I Actually Like: Woods (with a few reservations)

Had I not been looking for new (non-rap) music to write about, I might have written off Woods as yet another band making shambling, slightly off center psychedelic rock music that's basically just ripping off Neil Young's Zuma. But I like lead singer Jeremy Earl's voice. Michael Hansen, from the great blog Decibel Tolls, describes it as "Elliott Smith experiencing zipper troubles" and I don't think I can come up with a better description. Pitchfork compares his voice to Neil Young, but Earl's voice is far wimpier. Though Woods play a similar form of backwoods psych to former labelmates (on Fuck It Tapes, the label the band themselves founded) MV and EE (Matt Valentine and Erika Elder), Earl's voice is far more melodious than Valentine's verging-on-atonal whine. 

The song Pitchfork posted, "Rain On," off their new LP Songs of Shame, is a pleasant, folksy psych-rock song, saved from mediocrity by Earl's voice. The way his falsetto keeps pressing against its limit on the verses brings the focus where it should be: on the sound of his voice, rather than what's he's saying. The circular guitar line on the chorus acts a cool sort of answer to Earl's vocals too. "Gypsy Hand," also off Songs of Shame, has a slightly annoying sing-song melody and foolishly buries Earl's falsetto, making me worry "Rain On" might be the only Woods song I'll ever like.

Songs of Shame, and the band's previous album, Rear House, have both been released in limited edition tape form, and I'm wondering if I would appreciate the band more in that crackly, analog format than on CD. The Fuck It Tapes aesthetic and the whole idea of still, in this day and age, putting music on tapes, is about the way the archaic sound quality changes the music itself.
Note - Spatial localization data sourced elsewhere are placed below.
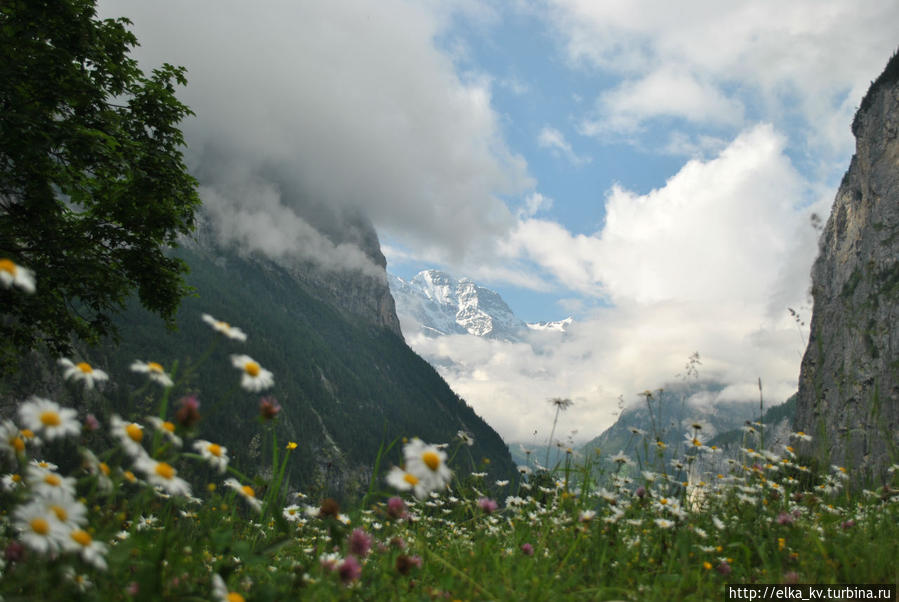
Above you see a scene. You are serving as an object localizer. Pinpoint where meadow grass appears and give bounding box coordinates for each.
[1,310,897,601]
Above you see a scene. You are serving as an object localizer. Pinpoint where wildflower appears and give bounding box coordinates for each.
[175,395,201,428]
[136,515,159,531]
[0,258,35,292]
[286,441,298,450]
[610,451,634,466]
[0,419,26,459]
[12,498,69,553]
[146,417,182,447]
[224,478,262,512]
[831,465,849,481]
[193,440,229,473]
[790,431,812,442]
[39,489,87,529]
[258,396,281,420]
[517,465,532,476]
[716,561,732,575]
[396,554,423,574]
[57,358,108,390]
[202,314,248,342]
[283,505,304,523]
[2,473,24,491]
[628,426,646,436]
[654,518,675,529]
[130,360,174,387]
[403,438,451,493]
[520,543,535,556]
[456,430,474,446]
[231,354,274,392]
[27,462,77,498]
[18,397,80,441]
[477,497,498,514]
[65,529,108,570]
[84,414,100,431]
[348,529,372,557]
[338,555,362,584]
[634,485,647,499]
[684,431,707,449]
[496,479,509,487]
[212,574,245,602]
[133,456,192,497]
[386,496,407,519]
[578,509,596,522]
[386,466,429,499]
[776,512,795,526]
[110,415,146,458]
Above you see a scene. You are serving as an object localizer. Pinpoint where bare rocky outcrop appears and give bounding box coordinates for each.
[794,51,899,484]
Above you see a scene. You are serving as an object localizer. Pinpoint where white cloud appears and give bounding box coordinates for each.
[404,124,818,443]
[537,126,591,165]
[547,0,899,160]
[99,0,533,266]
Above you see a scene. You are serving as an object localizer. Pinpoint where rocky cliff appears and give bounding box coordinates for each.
[794,50,899,484]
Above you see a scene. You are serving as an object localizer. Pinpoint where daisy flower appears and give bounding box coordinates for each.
[133,456,192,497]
[610,451,634,466]
[13,497,70,553]
[130,361,174,387]
[655,518,675,529]
[146,417,182,447]
[57,358,108,390]
[456,430,474,446]
[64,529,108,570]
[27,462,77,498]
[684,431,707,450]
[212,574,246,602]
[230,354,274,392]
[0,419,26,459]
[18,397,80,441]
[403,438,451,493]
[192,439,229,473]
[385,466,430,499]
[202,313,247,342]
[283,504,305,523]
[224,478,262,512]
[110,415,147,458]
[0,258,35,293]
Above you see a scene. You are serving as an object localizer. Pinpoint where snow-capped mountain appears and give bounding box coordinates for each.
[389,270,537,341]
[527,317,573,333]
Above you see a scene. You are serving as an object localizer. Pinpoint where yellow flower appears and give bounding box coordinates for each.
[286,441,298,450]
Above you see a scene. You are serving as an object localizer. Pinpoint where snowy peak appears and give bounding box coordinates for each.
[389,270,528,341]
[527,317,573,332]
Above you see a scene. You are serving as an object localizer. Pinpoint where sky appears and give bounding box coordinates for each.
[100,0,899,444]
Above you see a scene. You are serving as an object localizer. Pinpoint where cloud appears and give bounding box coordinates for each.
[546,0,899,159]
[537,126,591,165]
[99,0,533,268]
[403,124,818,443]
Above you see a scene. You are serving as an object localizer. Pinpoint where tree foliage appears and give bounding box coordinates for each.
[0,0,200,367]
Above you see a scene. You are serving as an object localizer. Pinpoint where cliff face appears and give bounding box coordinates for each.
[794,52,899,483]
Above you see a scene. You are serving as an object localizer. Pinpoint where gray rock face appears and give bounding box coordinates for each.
[794,52,899,484]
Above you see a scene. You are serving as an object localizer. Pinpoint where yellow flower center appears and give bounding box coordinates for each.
[147,362,164,373]
[244,362,260,377]
[227,593,245,602]
[21,429,34,439]
[422,451,440,471]
[125,424,143,442]
[660,498,668,505]
[241,485,255,498]
[207,443,222,457]
[0,258,16,275]
[162,421,175,433]
[44,474,61,486]
[71,529,92,547]
[155,462,175,480]
[11,437,24,452]
[218,321,230,329]
[39,411,61,426]
[51,505,68,521]
[30,518,49,535]
[124,470,136,483]
[403,473,419,486]
[77,362,93,373]
[99,462,110,476]
[692,438,701,446]
[11,474,21,483]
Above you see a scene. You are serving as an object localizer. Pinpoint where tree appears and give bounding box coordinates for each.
[0,0,200,368]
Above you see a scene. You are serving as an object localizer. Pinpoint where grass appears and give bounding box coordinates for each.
[1,317,898,602]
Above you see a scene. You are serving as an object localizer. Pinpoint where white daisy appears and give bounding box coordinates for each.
[57,358,108,390]
[130,361,174,387]
[456,430,474,446]
[64,529,108,570]
[212,573,245,602]
[27,463,77,498]
[146,417,182,448]
[110,415,147,458]
[386,466,429,500]
[654,518,675,529]
[403,438,451,493]
[202,314,248,342]
[224,478,262,512]
[230,354,274,392]
[0,419,26,460]
[0,258,35,293]
[192,439,229,473]
[283,504,305,523]
[18,397,80,441]
[133,456,192,497]
[13,497,70,553]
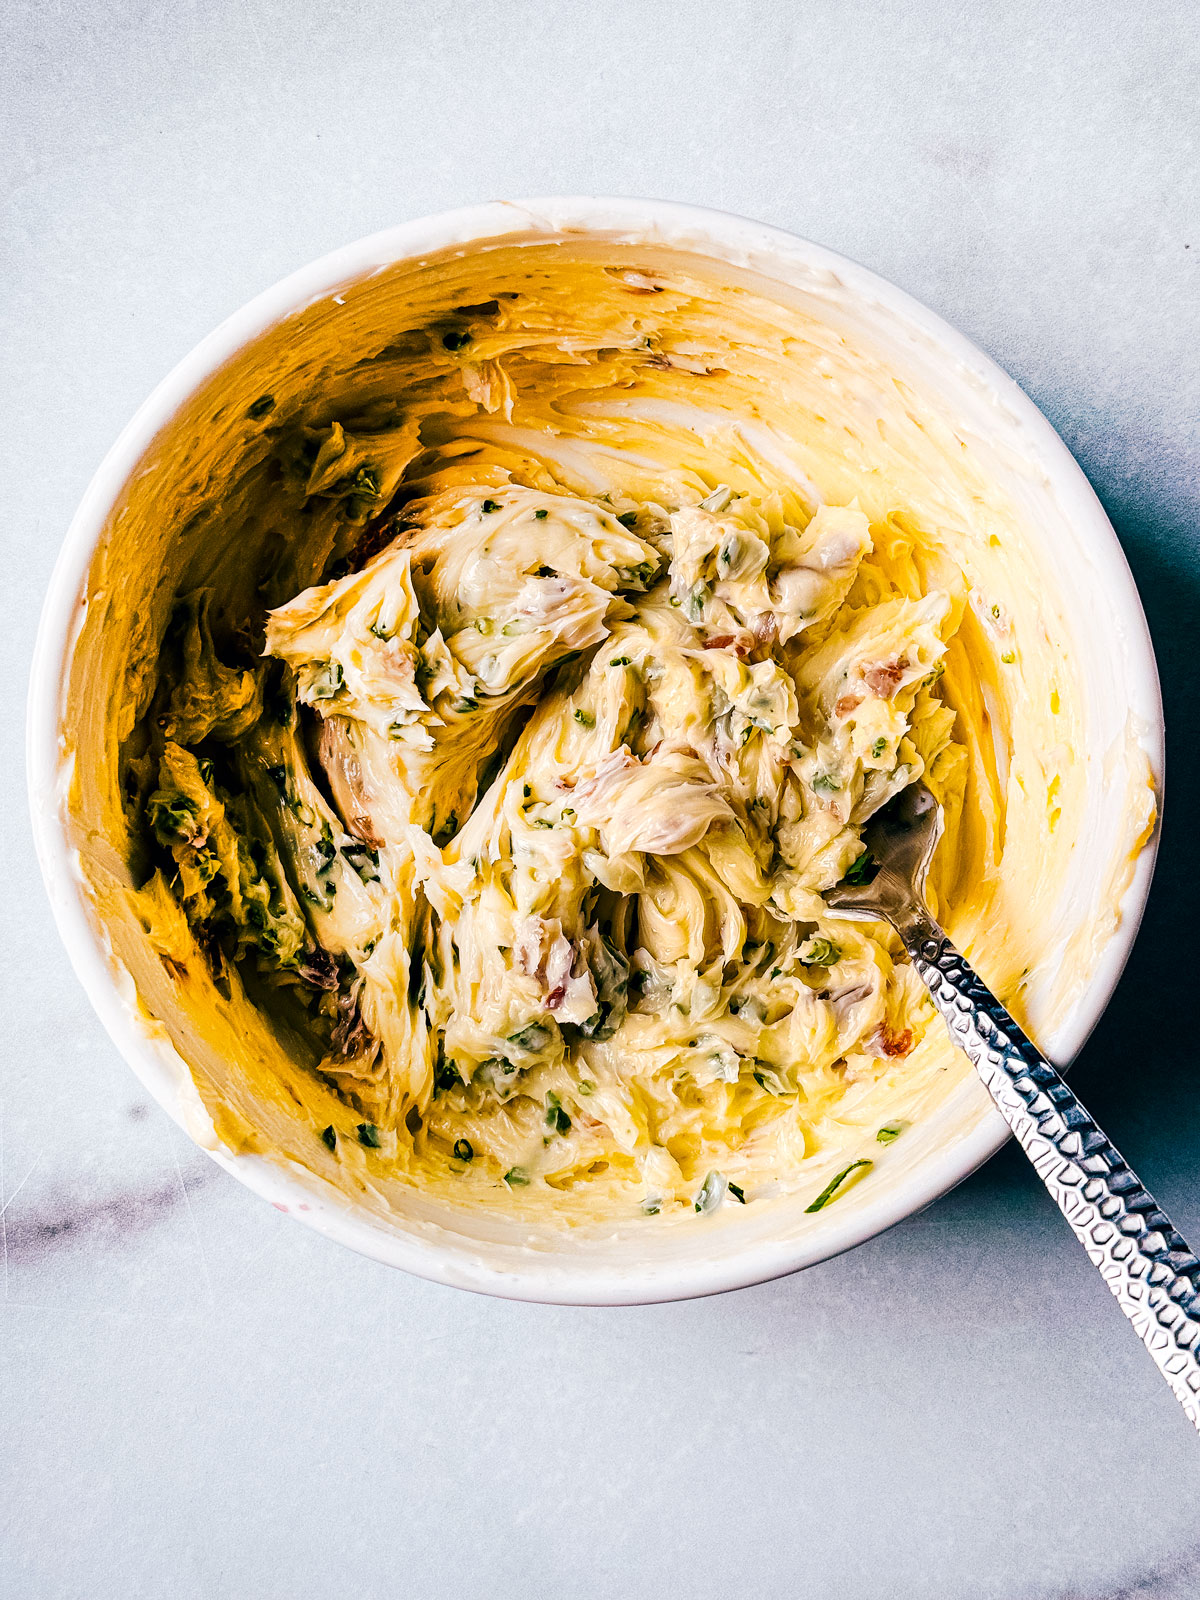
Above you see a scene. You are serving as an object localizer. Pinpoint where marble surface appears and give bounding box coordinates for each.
[4,2,1199,1595]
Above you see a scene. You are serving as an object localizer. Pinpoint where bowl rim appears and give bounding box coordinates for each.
[26,195,1165,1305]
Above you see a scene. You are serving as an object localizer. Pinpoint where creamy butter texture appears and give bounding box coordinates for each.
[65,237,1155,1229]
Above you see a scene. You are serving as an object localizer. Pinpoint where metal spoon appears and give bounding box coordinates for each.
[826,779,1200,1431]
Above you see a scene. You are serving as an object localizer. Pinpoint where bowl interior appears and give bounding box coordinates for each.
[29,200,1162,1302]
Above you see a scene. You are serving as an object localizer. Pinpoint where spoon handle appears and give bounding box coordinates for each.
[900,911,1200,1432]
Like the way DJ Screw can make a cliched C-Bo song about riding around the hood in his car haunting and poignant just by slowing it down, layers of tape hiss and compression can be both a comment on more established forms of music ( like I talked about here with Wavves) and a distancing tool, allowing for new and different ways of hearing song forms we've all heard thousands of times before.

Of course, this begs the question, which has come up concerning Wavves, if songs need fucked up production values to be interesting, are they really good songs at all? I don't really agree with this kind of thinking, but by suggesting Woods would sound better on tape, I'm wondering if I'm lending some truth to that kind of criticism.